Step Over. This single-steps the next instruction in the program and runs through each function call that is encountered without showing the steps in the function. This is useful for analysis of the current routine while skipping the details of called routines. 

Step Out Of. This single-steps the next instruction in the program, and runs through the end of an existing function context. This is useful for a quick way to get back to the parent routine. 

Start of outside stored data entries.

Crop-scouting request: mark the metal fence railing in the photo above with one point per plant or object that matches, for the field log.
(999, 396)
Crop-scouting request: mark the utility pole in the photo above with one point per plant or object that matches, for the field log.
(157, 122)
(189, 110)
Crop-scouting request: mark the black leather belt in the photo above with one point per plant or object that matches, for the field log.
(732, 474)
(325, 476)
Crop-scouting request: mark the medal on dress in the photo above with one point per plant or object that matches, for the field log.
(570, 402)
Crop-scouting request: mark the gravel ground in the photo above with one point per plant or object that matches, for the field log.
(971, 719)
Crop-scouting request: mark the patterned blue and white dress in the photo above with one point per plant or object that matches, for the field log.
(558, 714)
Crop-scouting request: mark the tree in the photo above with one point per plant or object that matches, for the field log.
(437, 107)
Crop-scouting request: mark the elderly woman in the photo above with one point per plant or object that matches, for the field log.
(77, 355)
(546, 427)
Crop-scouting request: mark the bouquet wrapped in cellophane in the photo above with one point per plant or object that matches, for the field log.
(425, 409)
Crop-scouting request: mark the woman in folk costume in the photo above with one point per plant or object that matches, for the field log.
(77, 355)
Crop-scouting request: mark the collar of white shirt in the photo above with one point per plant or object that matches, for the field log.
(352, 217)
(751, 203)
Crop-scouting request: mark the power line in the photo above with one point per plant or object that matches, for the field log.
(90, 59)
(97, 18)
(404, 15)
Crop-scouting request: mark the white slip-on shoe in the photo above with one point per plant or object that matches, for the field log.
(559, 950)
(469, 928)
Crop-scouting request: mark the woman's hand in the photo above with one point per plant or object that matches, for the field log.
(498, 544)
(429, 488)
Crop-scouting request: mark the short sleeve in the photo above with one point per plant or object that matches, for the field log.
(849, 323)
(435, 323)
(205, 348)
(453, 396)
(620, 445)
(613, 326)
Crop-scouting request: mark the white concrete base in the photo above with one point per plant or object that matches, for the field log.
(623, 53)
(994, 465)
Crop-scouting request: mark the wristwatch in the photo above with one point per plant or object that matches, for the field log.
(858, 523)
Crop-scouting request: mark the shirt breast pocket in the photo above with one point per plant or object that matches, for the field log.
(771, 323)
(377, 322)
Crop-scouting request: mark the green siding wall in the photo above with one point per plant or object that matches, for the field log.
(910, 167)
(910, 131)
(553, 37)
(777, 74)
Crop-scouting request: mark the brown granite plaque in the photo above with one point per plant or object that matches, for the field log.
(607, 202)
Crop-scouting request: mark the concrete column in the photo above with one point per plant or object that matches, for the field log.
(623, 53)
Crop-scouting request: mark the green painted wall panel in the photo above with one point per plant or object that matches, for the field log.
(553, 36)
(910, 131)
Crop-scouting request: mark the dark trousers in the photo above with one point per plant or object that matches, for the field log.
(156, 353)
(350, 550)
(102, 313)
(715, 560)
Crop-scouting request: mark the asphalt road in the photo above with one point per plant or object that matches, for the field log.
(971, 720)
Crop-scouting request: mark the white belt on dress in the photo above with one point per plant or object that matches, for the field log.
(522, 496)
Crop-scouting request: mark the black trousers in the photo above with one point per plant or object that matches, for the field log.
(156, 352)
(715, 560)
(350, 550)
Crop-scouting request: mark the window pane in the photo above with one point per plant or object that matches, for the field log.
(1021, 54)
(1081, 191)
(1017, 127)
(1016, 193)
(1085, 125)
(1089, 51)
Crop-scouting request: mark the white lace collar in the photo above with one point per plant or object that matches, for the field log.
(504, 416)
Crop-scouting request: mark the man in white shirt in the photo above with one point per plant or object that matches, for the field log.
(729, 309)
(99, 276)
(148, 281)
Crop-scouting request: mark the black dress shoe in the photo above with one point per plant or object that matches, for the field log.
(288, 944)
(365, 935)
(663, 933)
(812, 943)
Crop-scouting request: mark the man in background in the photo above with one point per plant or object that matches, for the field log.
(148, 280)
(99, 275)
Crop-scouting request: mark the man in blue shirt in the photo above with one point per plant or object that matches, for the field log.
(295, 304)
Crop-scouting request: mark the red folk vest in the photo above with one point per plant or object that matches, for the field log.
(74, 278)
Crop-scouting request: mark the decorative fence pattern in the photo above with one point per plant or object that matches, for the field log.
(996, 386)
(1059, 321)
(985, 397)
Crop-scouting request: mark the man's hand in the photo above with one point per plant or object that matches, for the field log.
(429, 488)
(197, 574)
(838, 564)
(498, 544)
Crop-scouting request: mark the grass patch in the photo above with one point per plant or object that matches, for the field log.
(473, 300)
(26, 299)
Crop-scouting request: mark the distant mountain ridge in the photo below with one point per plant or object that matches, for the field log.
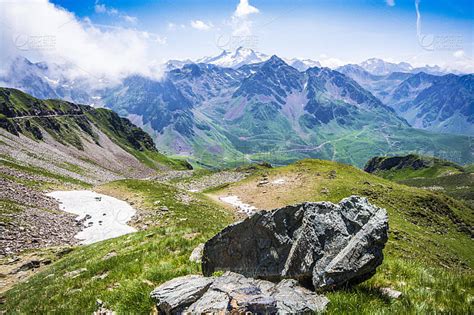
(269, 110)
(79, 141)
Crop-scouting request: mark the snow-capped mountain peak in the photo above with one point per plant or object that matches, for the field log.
(234, 59)
(381, 67)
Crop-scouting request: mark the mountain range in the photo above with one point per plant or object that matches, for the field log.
(245, 106)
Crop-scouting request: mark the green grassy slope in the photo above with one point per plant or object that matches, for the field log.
(428, 173)
(428, 257)
(142, 260)
(67, 123)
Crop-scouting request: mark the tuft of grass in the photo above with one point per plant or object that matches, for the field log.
(427, 257)
(8, 208)
(142, 261)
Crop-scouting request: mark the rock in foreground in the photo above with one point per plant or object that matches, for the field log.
(321, 244)
(233, 292)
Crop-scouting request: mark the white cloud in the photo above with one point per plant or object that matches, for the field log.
(244, 9)
(200, 25)
(459, 53)
(42, 31)
(101, 8)
(241, 22)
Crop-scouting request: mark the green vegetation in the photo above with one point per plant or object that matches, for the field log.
(428, 173)
(428, 257)
(9, 207)
(72, 124)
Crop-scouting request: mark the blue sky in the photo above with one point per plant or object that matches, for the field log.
(346, 30)
(117, 36)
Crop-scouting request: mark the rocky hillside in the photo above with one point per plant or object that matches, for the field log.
(428, 246)
(270, 111)
(46, 144)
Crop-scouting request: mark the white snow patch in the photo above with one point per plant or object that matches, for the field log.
(108, 215)
(279, 181)
(239, 205)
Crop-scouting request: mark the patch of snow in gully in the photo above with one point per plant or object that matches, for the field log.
(239, 205)
(105, 217)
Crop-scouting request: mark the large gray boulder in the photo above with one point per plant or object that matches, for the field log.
(234, 293)
(320, 244)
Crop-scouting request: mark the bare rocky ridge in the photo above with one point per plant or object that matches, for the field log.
(323, 245)
(35, 221)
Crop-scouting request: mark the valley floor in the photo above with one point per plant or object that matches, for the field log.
(428, 258)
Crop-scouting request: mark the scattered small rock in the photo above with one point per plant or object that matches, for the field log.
(75, 273)
(196, 255)
(391, 293)
(109, 255)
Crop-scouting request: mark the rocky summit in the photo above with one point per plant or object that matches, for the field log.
(233, 292)
(322, 245)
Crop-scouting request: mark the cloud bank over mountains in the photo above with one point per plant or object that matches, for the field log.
(42, 31)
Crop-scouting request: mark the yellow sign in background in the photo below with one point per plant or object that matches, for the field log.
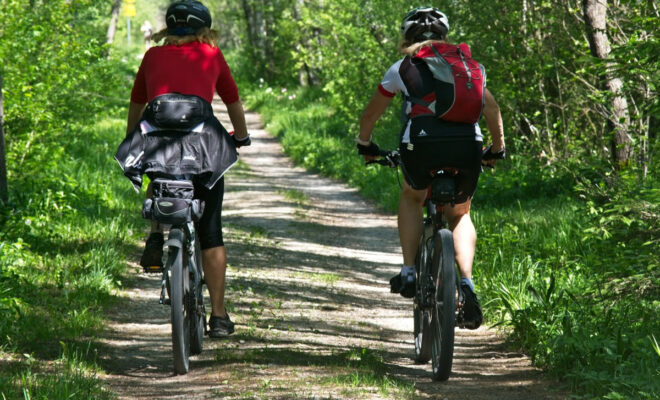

To put these through their paces, I broke within the SerialPortWriteRegister() routine. The source code and instruction pointer is visible on the left. From the Call Stack on the right, you can see that SerialPortWriteRegister() is called by SerialPortWrite() which in turn is called from DebugPrint():


I decided to Step Into some number of execution steps, and as expected the SerialPortWriteRegister() function returns, and I can come into SerialPortWrite() – as can be seen by the StackFrame display updating in real-time:


It can be seen that within SerialPortWrite() I’m in the middle of a “for” loop that makes multiple calls to SerialPortWriteRegister() indexed by the values of Index and NumberOfBytes. It’s easy enough to hover over the values of these variables in SourcePoint and also look at the Locals tab in the Symbols window to see how deep the "for" loop is:

For while loop

Oh, this is going to take a while. Index is 8, and FifoSize is 16, but I also have to get NumberOfBytes down to 0. So, I dutifully start to click Step Over, expecting this to take a while. But wait! Maybe Step Out Of is a solution to my problem.

And that does turn out to be the case. I get right back into DebugPrint():


Step Into one more time puts me into a whole new section of code. I’m in PeCoffLoaderExtraActionCommon() and within the pecoffextraactionlib.c (whereas before I was in debuglib.c). What is this? More exploration forthcoming!